Jan, 21: Johnny Damon and Rays Near Deal

The Scarlet Iscariot spent last season with the Detroit Tigers and hit .271/.355/.401 – good for a .340 wOBA – a three-year low for the recently turned 37-year-old. That line isn’t too far off from what you should expect from Damon, as his career triple slash is .287/.355/.436. Given that Comerica Park puts left-handed batters in a vice – StatCorner has their wOBA park factor at 96, and their other factors at 97 (single), 92 (double, 110 (triple), 90 (home run) – you should expect to see Damon’s power production perk up with a move to Tropicana Field.

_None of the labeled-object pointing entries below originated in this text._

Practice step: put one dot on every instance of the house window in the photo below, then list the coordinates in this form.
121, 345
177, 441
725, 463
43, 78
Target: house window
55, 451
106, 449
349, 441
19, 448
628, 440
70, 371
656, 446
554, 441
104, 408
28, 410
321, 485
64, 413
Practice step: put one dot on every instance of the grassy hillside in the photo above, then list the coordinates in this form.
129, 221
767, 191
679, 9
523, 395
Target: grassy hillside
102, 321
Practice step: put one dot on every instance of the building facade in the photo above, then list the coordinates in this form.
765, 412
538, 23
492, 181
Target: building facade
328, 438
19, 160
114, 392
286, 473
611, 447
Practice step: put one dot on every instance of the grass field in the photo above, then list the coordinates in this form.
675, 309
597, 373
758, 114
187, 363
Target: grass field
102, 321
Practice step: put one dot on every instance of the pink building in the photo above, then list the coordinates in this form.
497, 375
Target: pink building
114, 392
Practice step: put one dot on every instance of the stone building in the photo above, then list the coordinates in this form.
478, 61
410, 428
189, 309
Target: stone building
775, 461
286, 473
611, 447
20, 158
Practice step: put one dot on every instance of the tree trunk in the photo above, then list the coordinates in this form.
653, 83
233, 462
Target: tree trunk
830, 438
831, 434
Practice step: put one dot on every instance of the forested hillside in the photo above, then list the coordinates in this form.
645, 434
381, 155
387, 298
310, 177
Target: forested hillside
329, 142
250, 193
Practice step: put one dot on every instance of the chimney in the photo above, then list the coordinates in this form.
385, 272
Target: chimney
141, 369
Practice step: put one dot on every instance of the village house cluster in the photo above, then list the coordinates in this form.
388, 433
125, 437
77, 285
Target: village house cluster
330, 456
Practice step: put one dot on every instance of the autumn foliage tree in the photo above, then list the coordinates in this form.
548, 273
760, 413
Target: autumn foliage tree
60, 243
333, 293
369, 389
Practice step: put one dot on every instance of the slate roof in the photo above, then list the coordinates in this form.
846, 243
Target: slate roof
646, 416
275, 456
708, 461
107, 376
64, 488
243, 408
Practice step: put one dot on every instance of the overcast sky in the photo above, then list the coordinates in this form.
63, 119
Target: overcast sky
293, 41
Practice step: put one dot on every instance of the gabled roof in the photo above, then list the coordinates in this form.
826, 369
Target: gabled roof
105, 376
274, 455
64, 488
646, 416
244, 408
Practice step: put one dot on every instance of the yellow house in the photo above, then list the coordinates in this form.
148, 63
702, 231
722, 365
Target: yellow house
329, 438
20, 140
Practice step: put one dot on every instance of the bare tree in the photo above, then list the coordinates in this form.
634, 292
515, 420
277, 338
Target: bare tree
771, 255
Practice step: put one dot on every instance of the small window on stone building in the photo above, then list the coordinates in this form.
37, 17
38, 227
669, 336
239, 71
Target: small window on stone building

Damon is going to walk (five straight seasons with a walk rate between 10-11.3%) and hit for some average. Although he’s known as a leadoff hitter, the Tigers used him primarily in the second and third slots last season. Something I would not be surprised to see the Rays replicate this season, perhaps as the Carl Crawford replacement. He really knows how to work an at-bat too, with pitch per plate appearance totals over four in five consecutive seasons and seven of the past eight.

Any concerns about Damon versus lefties are probably overblown. Yes, his OPS are in the .700s versus same-handed pitchers, but he still manages to get on-base versus them; with OBP of .365, .332, and .342 the last three seasons. As a bench mark, consider Crawford’s recent OBP versus lefties: .312, .325, .293.